Stuart and Hanks, though clearly fond of Solomon, mostly stick to a journalistic documentary approach. Not so the maker of the unabashedly partisan “Playing to Win.”

“This is literally a fan letter to Sacramento,” said “Win” director Rusty Prevatt. “It came about because of the passion of really wanting to keep our team here.”

Prevatt worked as a cameraman for the Kings before founding the production company Franklin Pictures, through which he also has worked for the Kings (and the Republic FC soccer team). He began shooting footage for “Win” in 2010, when then-Kings owners the Maloofs considered a move to Anaheim.

“We were filming just for posterity’s sake,” Prevatt said. A more focused plan for a film emerged in 2013, when Kings superfan and radio personality “Carmichael” Dave Weiglein “had this wild and crazy idea to travel the country,” Prevatt said.

“Win” follows Weiglein’s tour, via purple bus, to other NBA towns, where, in the weeks leading to the NBA relocation committee’s vote on the Seattle move, he stumped for keeping the team put.
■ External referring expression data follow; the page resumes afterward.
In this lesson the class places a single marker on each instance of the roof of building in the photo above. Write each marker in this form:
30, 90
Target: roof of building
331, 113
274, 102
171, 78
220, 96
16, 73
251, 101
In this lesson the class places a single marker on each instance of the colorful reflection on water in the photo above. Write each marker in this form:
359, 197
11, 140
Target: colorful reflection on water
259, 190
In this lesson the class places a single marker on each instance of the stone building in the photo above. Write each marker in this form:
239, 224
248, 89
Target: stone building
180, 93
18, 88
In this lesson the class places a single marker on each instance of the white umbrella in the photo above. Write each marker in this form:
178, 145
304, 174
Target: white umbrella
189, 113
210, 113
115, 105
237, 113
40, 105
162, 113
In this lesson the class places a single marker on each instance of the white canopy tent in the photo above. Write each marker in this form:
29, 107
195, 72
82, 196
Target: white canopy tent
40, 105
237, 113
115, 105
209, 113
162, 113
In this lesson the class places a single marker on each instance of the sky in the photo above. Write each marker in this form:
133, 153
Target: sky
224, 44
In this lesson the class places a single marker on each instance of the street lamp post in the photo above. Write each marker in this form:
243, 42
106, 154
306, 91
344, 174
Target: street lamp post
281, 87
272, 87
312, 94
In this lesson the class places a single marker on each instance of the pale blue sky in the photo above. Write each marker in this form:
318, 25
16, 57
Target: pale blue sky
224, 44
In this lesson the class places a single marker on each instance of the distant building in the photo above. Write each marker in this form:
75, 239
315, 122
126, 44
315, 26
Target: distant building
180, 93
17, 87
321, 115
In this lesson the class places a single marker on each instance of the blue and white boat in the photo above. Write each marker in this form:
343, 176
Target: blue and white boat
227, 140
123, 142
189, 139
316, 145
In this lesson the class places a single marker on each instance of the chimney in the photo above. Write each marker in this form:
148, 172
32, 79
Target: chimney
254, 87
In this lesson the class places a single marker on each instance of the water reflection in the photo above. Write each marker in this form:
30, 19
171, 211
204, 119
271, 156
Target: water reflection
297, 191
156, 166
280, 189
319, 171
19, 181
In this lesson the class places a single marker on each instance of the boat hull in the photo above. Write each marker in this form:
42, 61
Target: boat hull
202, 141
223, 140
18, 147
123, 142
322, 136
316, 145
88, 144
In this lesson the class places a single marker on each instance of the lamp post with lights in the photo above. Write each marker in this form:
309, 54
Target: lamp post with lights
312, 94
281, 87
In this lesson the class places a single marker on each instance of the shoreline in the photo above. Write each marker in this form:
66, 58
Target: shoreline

The committee voted 7-0 against a deal struck by the Maloofs to sell the team to a group led by then-Microsoft CEO Steve Ballmer and hedge-fund manager Chris Hansen.

“Win” includes interviews with Sacramento Mayor Kevin Johnson, current and former Kings players and Kings owner Vivek Ranadive, the Silicon Valley tech tycoon whose Sacramento ownership group beat out the Seattle group.

The movie is not an official Kings project, Prevatt said, though Kings minority owner (and Republic FC majority owner) Kevin Nagle pitched in money to “get us to the finish line.”

“Nobody, including Kevin Nagle, did this for the money,” Prevatt said.

Part of the proceeds from the local showings will go to Johnson’s regional creative initiative, For Arts’ Sake.

Wednesday’s festival play date coincides with the two-year anniversary of the NBA committee’s vote against the Seattle plan. That his film screens just days after the ESPN doc doesn’t faze Prevatt. He welcomes all films about Sacramento keeping its team. “This is something for all of us to be so proud of,” he said.

Call The Bee’s Carla Meyer, (916) 321-1118. Follow her on Twitter @CarlaMeyerSB.


What: An eight-day film festival encompassing feature-length films, shorts programs and special events. This year, the SIFF also marks a 20th anniversary of sorts. The current festival is an offshoot of the now-defunct Sacramento Festival of Cinema, which began in 1995.

When: Saturday-May 3

Where: Tower Theatre, Crest Theatre, Delta King, Esquire Imax

Cost: $12 individual films. Other prices vary.